13 februari 2009 -
Driekwart van de ambtenaren is blij met een baan bij de overheid tijdens deze economische recessie. Ruim tweederde (69 procent) van de overheidsfunctionarissen denkt dit jaar zijn baan niet te kunnen verliezen, tegenover de helft (47 procent) van de werknemers uit het bedrijfsleven.
Dat blijkt uit het InOverheid.nl 'Banenonderzoek 2009' onder 593 ambtenaren en 687 werknemers uit het bedrijfsleven.
Baanzekerheid
Terwijl een deel van de werkenden zich bij dreigende ontslagen gedeisd houdt en afwacht, gaat een ander deel juist actief op zoek naar een andere baan. Bijna driekwart (72 procent) van de werknemers uit het bedrijfsleven verklaart ‘door de financiële crisis niet minder geneigd te zijn om van baan te veranderen’. Deze werknemers azen dus op een nieuwe werkplek. Hierbij vestigen ze hun hoop op de overheid. De helft van de respondenten uit het bedrijfsleven stelt namelijk in deze financieel onzekere tijden graag bij de overheid te willen werken. Eén op de vijf geeft zelfs aan dat (baan)zekerheid de belangrijkste drijfveer is om ambtenaar te worden.
Groen gras
Respondenten die willen overstappen denken dat het gras bij de overheid groener is. ‘De overheid biedt meer kansen dan het bedrijfsleven’. Met deze stelling was 38 procent van de werknemers uit het bedrijfsleven het (helemaal) eens, tegenover één op de vijf ambtenaren. Ook denkt 44 procent van de werknemers uit het bedrijfsleven dat de doorgroeimogelijkheden binnen de overheid beter zijn dan in het bedrijfsleven.

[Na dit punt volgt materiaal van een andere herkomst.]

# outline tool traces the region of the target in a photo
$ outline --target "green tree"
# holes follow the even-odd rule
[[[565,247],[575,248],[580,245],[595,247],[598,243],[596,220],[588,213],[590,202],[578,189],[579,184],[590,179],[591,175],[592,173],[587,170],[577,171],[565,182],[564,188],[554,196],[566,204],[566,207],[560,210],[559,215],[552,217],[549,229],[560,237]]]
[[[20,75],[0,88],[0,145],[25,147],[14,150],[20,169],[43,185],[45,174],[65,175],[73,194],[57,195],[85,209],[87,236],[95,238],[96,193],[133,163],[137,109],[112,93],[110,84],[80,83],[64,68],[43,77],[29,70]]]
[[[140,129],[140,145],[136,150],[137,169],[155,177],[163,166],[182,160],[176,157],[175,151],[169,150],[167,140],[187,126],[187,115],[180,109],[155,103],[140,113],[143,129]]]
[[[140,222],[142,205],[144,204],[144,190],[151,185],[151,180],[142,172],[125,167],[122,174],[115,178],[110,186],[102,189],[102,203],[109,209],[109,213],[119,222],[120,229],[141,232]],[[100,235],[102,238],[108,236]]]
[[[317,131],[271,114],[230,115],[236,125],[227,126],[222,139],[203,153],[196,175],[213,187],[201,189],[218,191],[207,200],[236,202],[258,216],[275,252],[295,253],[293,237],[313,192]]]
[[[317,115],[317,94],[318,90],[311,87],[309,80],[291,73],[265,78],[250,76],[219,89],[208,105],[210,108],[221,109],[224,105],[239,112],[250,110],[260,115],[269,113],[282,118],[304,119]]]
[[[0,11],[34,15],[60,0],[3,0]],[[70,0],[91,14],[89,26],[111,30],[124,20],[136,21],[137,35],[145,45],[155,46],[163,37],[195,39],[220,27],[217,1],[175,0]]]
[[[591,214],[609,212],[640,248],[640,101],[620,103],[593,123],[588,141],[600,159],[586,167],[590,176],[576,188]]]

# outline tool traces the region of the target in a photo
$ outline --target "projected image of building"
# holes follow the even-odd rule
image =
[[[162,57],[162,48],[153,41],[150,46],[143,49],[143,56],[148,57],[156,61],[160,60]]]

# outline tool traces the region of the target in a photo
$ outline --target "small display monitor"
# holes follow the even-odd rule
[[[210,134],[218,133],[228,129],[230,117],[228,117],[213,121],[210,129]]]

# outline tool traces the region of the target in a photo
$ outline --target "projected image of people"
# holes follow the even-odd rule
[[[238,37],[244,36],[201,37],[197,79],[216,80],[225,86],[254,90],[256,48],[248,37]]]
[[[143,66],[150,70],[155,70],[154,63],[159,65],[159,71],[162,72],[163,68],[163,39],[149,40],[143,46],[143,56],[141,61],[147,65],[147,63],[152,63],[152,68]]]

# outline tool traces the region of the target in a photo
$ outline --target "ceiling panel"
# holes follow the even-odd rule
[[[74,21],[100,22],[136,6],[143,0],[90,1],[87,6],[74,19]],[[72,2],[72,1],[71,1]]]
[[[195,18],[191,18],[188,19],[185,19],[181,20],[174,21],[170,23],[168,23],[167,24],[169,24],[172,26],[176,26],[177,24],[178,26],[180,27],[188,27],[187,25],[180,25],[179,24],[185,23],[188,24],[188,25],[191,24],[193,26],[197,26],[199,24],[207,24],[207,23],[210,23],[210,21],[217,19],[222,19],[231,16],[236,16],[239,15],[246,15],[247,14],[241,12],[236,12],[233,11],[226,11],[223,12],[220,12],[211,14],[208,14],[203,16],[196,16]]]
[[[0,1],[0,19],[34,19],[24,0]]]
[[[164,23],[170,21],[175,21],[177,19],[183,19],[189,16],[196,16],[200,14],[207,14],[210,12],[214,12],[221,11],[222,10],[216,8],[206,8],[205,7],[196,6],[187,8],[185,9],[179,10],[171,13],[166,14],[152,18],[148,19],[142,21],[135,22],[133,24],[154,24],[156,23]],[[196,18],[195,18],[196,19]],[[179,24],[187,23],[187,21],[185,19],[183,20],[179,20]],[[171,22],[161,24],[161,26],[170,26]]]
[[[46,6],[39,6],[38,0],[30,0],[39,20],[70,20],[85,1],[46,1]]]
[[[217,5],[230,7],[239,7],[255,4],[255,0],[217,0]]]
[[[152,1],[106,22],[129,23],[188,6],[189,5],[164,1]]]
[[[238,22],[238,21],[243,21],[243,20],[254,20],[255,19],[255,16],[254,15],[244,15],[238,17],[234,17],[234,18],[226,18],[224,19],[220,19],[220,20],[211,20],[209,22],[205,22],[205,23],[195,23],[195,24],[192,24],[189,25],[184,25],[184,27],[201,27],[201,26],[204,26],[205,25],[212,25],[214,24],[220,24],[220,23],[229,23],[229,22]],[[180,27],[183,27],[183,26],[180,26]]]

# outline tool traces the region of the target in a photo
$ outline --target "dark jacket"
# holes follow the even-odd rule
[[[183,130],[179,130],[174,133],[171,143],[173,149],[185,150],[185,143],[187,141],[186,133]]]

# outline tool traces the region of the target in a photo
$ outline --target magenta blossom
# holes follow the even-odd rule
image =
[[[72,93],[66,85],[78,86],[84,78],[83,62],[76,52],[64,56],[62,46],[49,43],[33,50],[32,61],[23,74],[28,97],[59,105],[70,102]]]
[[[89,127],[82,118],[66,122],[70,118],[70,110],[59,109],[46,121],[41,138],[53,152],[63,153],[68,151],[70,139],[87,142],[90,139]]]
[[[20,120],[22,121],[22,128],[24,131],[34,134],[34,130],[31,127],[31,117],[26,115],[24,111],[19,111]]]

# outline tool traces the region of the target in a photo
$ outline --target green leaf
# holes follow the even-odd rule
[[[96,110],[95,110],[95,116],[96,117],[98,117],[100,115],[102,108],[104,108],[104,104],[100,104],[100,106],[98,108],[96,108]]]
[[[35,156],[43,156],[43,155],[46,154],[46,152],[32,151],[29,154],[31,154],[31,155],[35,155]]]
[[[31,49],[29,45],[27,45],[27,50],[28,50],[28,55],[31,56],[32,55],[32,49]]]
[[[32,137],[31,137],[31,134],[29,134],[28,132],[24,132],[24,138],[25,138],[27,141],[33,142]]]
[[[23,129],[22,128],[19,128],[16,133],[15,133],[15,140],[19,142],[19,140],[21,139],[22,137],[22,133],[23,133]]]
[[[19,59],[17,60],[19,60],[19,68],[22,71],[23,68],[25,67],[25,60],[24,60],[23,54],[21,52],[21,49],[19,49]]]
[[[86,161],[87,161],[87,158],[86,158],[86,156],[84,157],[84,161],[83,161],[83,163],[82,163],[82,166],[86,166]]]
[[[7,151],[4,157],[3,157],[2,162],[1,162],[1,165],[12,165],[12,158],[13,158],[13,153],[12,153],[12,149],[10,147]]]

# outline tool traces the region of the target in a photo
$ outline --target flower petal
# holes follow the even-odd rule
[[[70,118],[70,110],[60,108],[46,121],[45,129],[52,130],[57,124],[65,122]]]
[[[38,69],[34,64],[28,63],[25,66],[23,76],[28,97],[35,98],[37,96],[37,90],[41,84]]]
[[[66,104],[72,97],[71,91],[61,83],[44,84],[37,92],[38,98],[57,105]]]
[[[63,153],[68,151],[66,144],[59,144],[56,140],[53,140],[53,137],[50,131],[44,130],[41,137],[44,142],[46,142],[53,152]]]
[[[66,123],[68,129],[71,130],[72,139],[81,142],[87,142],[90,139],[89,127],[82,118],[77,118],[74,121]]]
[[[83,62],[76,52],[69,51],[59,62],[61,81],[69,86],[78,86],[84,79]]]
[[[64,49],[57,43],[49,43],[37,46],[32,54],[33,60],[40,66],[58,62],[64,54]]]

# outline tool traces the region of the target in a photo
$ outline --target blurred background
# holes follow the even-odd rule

Loyaliteit Twee op de vijf ambtenaren ambieert een levenslange carrière binnen de overheid. Ambtenaren van 45 jaar of ouder willen dit vaker (45 procent) dan ambtenaren tussen de 18 en 34 jaar (30 procent). Toch blijft op kortere termijn ook de jonge generatie ambtenaren de overheid trouw: ruim de helft van de jonge ambtenaren ziet zichzelf niet binnen vijf jaar in het bedrijfsleven werken.